Re: [PATCH v5 03/10] xfs: Refactor xfs_reflink_end_cow_extent()

Dave Chinner <david@xxxxxxxxxxxxx> · Thu, 13 Mar 2025 12:25:21 +1100

On Wed, Mar 12, 2025 at 08:46:36AM -0700, Darrick J. Wong wrote:
> On Wed, Mar 12, 2025 at 01:35:23AM -0700, Christoph Hellwig wrote:
> > On Wed, Mar 12, 2025 at 08:27:05AM +0000, John Garry wrote:
> > > On 12/03/2025 07:24, Christoph Hellwig wrote:
> > > > On Mon, Mar 10, 2025 at 06:39:39PM +0000, John Garry wrote:
> > > > > Refactor xfs_reflink_end_cow_extent() into separate parts which process
> > > > > the CoW range and commit the transaction.
> > > > > 
> > > > > This refactoring will be used in future for when it is required to commit
> > > > > a range of extents as a single transaction, similar to how it was done
> > > > > pre-commit d6f215f359637.
> > > > 
> > > > Darrick pointed out that if you do more than just a tiny number
> > > > of extents per transactions you run out of log reservations very
> > > > quickly here:
> > > > 
> > > > https://urldefense.com/v3/__https://lore.kernel.org/all/20240329162936.GI6390@frogsfrogsfrogs/__;!!ACWV5N9M2RV99hQ!PWLcBof1tKimKUObvCj4vOhljWjFmjtzVHLx9apcU5Rah1xZnmp_3PIq6eSwx6TdEXzMLYYyBfmZLgvj$
> > > > 
> > > > how does your scheme deal with that?
> > > > 
> > > The resblks calculation in xfs_reflink_end_atomic_cow() takes care of this,
> > > right? Or does the log reservation have a hard size limit, regardless of
> > > that calculation?
> > 
> > The resblks calculated there are the reserved disk blocks

Used for btree block allocations that might be needed during the
processing of the transaction.

> > and have
> > nothing to do with the log reservations, which comes from the
> > tr_write field passed in.  There is some kind of upper limited to it
> > obviously by the log size, although I'm not sure if we've formalized
> > that somewhere.  Dave might be the right person to ask about that.
> 
> The (very very rough) upper limit for how many intent items you can
> attach to a tr_write transaction is:
> 
> per_extent_cost = (cui_size + rui_size + bui_size + efi_size + ili_size)
> max_blocks = tr_write::tr_logres / per_extent_cost
> 
> (ili_size is the inode log item size)

That doesn't sound right. The number of intents we can log is not
dependent on the aggregated size of all intent types. We do not log
all those intent types in a single transaction, nor do we process
more than one type of intent in a given transaction. Also, we only
log the inode once per transaction, so that is not a per-extent
overhead.

Realistically, the tr_write transaction is goign to be at least a
100kB because it has to be big enough to log full splits of multiple
btrees (e.g. BMBT + both free space trees). Yeah, a small 4kB
filesystem spits out:

xfs_trans_resv_calc:  dev 7:0 type 0 logres 193528 logcount 5 flags 0x4

About 190kB.

However, intents are typically very small - around 32 bytes in size
plus another 12 bytes for the log region ophdr.

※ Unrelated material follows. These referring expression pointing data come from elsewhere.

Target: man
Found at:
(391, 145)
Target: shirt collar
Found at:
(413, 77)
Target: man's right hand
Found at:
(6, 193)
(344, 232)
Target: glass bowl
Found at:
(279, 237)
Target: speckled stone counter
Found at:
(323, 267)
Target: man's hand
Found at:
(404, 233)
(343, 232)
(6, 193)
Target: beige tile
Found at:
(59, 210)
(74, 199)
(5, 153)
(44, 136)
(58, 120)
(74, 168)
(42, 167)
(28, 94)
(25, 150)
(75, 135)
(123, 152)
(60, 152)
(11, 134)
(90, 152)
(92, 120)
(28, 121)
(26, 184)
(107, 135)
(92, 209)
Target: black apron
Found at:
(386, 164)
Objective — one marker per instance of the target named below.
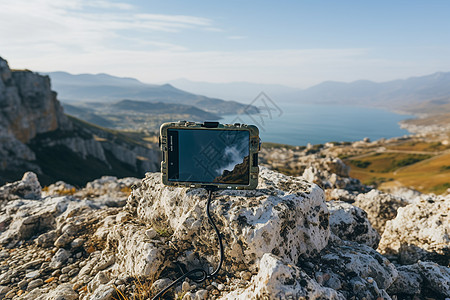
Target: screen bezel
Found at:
(208, 156)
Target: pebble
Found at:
(50, 279)
(35, 283)
(76, 243)
(201, 294)
(59, 258)
(185, 286)
(10, 294)
(73, 272)
(4, 289)
(246, 275)
(33, 274)
(23, 284)
(63, 278)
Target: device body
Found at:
(209, 155)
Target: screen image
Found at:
(209, 156)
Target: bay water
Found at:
(300, 124)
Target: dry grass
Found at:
(428, 174)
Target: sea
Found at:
(300, 124)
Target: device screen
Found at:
(208, 156)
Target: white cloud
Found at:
(82, 36)
(82, 25)
(236, 37)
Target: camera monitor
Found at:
(210, 155)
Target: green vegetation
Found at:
(361, 164)
(421, 165)
(409, 160)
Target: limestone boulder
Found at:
(419, 232)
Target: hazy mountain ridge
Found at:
(106, 88)
(430, 92)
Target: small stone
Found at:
(185, 286)
(35, 283)
(76, 243)
(77, 285)
(4, 289)
(22, 285)
(10, 294)
(188, 296)
(59, 258)
(63, 278)
(32, 274)
(246, 275)
(151, 233)
(4, 254)
(73, 272)
(161, 284)
(50, 279)
(63, 240)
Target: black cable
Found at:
(204, 275)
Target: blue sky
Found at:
(294, 43)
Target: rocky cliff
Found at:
(36, 135)
(282, 241)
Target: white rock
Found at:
(350, 223)
(59, 258)
(62, 291)
(286, 216)
(151, 233)
(380, 207)
(419, 232)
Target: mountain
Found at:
(106, 88)
(36, 135)
(161, 108)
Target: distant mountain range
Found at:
(429, 93)
(137, 115)
(80, 88)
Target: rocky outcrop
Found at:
(350, 223)
(28, 106)
(380, 207)
(281, 241)
(35, 135)
(419, 232)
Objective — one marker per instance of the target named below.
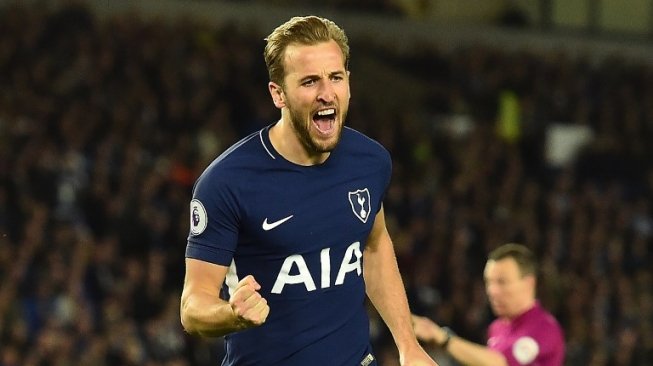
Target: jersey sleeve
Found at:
(214, 218)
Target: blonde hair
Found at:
(523, 256)
(308, 30)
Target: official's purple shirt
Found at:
(534, 338)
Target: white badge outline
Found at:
(525, 350)
(197, 229)
(363, 215)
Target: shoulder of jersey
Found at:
(355, 139)
(235, 154)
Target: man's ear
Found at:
(276, 92)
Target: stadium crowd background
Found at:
(105, 125)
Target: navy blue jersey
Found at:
(300, 231)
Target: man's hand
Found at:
(248, 306)
(416, 357)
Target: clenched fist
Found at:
(247, 304)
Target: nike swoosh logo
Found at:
(271, 225)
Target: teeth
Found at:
(326, 112)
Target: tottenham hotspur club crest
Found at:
(360, 203)
(198, 218)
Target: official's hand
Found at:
(249, 307)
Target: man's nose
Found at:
(326, 92)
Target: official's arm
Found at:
(464, 351)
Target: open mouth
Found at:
(325, 120)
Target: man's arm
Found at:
(202, 310)
(465, 352)
(386, 290)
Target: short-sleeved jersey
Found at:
(534, 338)
(300, 231)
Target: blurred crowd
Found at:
(104, 125)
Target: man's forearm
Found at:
(207, 316)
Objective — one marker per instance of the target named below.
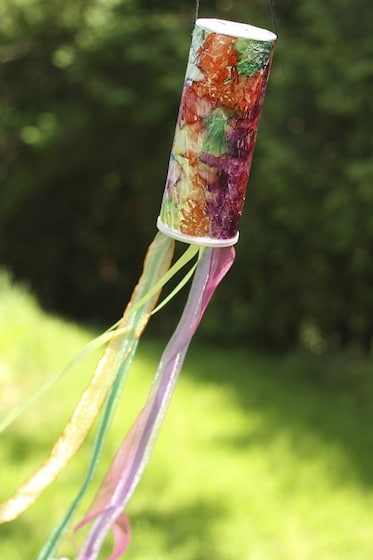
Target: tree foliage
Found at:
(89, 97)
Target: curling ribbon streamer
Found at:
(117, 351)
(135, 450)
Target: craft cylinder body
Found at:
(215, 133)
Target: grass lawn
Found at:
(260, 457)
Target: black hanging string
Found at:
(271, 5)
(197, 10)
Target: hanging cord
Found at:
(197, 10)
(273, 13)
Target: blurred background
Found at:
(267, 449)
(89, 98)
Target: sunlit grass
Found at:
(260, 458)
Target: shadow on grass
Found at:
(328, 399)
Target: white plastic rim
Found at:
(191, 240)
(234, 29)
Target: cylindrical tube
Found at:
(215, 133)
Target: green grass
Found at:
(260, 458)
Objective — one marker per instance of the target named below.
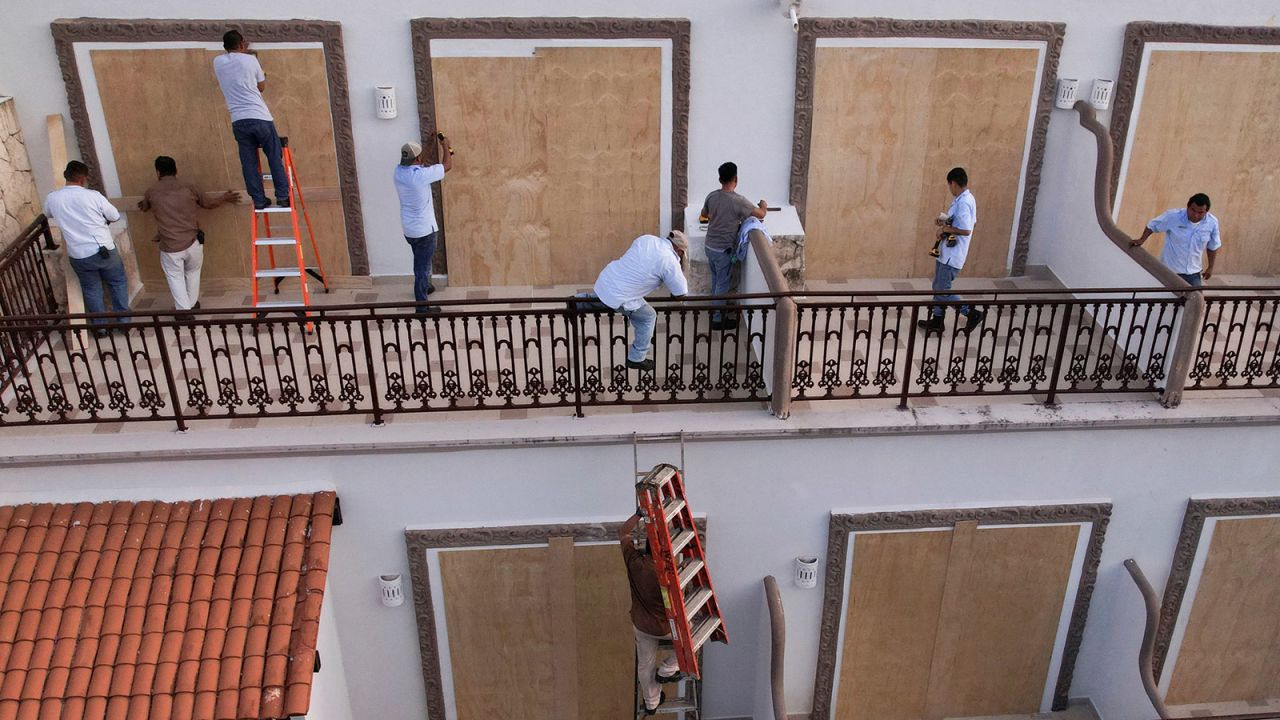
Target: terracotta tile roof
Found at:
(161, 610)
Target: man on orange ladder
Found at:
(648, 616)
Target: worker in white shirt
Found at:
(1189, 235)
(242, 81)
(83, 214)
(956, 232)
(624, 283)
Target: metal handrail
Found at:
(1148, 637)
(778, 647)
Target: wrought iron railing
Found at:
(1239, 341)
(379, 360)
(26, 290)
(1031, 342)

This implies that we can fit thousands of individual intents in a
single tr_write log reservation on any given filesystem, and the
number of loop iterations in a transaction is therefore dependent
largely on how many intents are logged per iteration.

Hence if we are walking a range of extents in the BMBT to unmap
them, then we should only be generating 2 intents per loop - a BUI
for the BMBT removal and a CUI for the shared refcount decrease.
That means we should be able to run at least a thousand iterations
of that loop per transaction without getting anywhere near the
transaction reservation limits.

*However!*

We have to relog every intent we haven't processed in the deferred
batch every-so-often to prevent the outstanding intents from pinning
the tail of the log. Hence the larger the number of intents in the
initial batch, the more work we have to do later on (and the more
overall log space and bandwidth they will consume) to relog them
them over and over again until they pop to the head of the
processing queue.

Hence there is no real perforamce advantage to creating massive intent
batches because we end up doing more work later on to relog those
intents to prevent journal space deadlocks. It also doesn't speed up
processing, because we still process the intent chains one at a time
from start to completion before moving on to the next high level
intent chain that needs to be processed.

Further, after the first couple of intent chains have been
processed, the initial log space reservation will have run out, and
we are now asking for a new resrevation on every transaction roll we
do. i.e. we now are now doing a log space reservation on every
transaction roll in the processing chain instead of only doing it
once per high level intent chain.

Hence from a log space accounting perspective (the hottest code path
in the journal), it is far more efficient to perform a single high
level transaction per extent unmap operation than it is to batch
intents into a single high level transaction.

My advice is this: we should never batch high level iterative
intent-based operations into a single transaction because it's a
false optimisation.  It might look like it is an efficiency
improvement from the high level, but it ends up hammering the hot,
performance critical paths in the transaction subsystem much, much
harder and so will end up being slower than the single transaction
per intent-based operation algorithm when it matters most....

-Dave.
-- 
Dave Chinner
david@xxxxxxxxxxxxx